Ketika seorang pria pemberani tanpa sengaja memasuki dunia yang tak kasat mata ini, ia menyadari bahwa pengantin itu bukan hanya hantu yang mencari pembalasan, tetapi juga jiwa yang merindukan akhir dari penderitaannya. Namun, untuk membebaskannya, ia harus menghadapi kutukan yang telah berakar dalam selama berabad-abad.
Karya ini diterbitkan atas izin NovelToon Doni arda, isi konten hanyalah pandangan pribadi pembuatnya, tidak mewakili NovelToon sendiri
BAB 8: RAHASIA DI BALIK DESA TIRTA AMERTA
Ketegangan yang menyesakkan memenuhi udara saat tawa itu menggema di antara pepohonan. Suara yang terdengar seperti bisikan mengerikan datang dari segala arah, membuat Arjuna dan Vera merasa seolah dikelilingi oleh bayangan tak kasat mata. Desa Tirta Amerta kini tampak lebih gelap dari sebelumnya, meski hari masih pagi. Setiap langkah mereka terasa semakin berat, seolah tanah di bawah mereka menahan pergerakan mereka, memberi peringatan bahwa mereka sudah masuk ke dalam sebuah perangkap.
"Apa itu?" Arjuna berbisik, tangannya yang gemetar menggenggam belati yang kini tampak lebih lemah dari sebelumnya.
Vera tidak menjawab, namun ekspresinya sudah cukup untuk menggambarkan betapa dalamnya rasa takut yang merayapi dirinya. "Kita sudah masuk ke dalam wilayah yang dikendalikan oleh mereka," kata Vera akhirnya, suaranya berat dan penuh kewaspadaan. "Dan mereka tidak akan membiarkan kita pergi begitu saja."

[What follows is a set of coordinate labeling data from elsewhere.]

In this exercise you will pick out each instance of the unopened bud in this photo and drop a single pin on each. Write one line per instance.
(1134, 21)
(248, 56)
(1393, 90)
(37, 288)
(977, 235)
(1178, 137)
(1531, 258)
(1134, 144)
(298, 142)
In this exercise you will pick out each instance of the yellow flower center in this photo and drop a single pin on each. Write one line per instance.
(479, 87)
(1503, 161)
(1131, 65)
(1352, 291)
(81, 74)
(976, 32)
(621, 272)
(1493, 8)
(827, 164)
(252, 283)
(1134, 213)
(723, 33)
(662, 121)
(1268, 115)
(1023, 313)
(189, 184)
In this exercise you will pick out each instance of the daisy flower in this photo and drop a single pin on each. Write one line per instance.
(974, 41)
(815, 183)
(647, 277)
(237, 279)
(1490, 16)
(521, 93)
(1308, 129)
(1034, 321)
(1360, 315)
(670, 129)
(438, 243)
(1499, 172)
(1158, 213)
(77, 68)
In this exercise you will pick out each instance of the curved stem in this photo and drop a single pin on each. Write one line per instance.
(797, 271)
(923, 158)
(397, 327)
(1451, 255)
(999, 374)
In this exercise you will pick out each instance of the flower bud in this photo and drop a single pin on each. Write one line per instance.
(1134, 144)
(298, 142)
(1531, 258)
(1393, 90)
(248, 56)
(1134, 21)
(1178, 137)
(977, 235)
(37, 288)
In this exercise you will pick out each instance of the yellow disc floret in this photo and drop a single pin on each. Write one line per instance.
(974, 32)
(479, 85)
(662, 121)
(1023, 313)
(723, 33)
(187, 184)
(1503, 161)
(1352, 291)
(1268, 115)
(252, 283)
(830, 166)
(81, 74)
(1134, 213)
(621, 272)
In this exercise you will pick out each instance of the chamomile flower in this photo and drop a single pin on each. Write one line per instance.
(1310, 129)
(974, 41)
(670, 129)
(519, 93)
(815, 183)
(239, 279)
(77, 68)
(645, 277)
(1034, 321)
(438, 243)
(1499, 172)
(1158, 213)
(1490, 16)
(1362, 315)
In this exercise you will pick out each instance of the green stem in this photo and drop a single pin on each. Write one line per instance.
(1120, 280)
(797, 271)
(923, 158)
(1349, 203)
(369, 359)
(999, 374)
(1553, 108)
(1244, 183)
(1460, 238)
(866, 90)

Tiba-tiba, dari balik bayangan, seorang pria muncul. Sosoknya tinggi dan tegap, mengenakan jubah hitam dengan simbol-simbol yang samar terlihat di tepiannya. Wajahnya tersembunyi di balik topeng perak yang terukir rumit, hanya menyisakan mata tajam yang memandang mereka. Di tangan kanannya, dia memegang sebuah staf besar yang dihiasi dengan batu-batu berkilau, memancarkan aura yang menakutkan.
"Kalian akhirnya datang," pria itu berkata dengan suara yang dalam dan penuh misteri, matanya tajam menatap Vera dan Arjuna. "Aku sudah menunggu kalian."
Arjuna terkejut dan sedikit mundur, merasa ada sesuatu yang tidak beres. "Siapa kau?" tanyanya, suaranya gugup namun penuh rasa ingin tahu.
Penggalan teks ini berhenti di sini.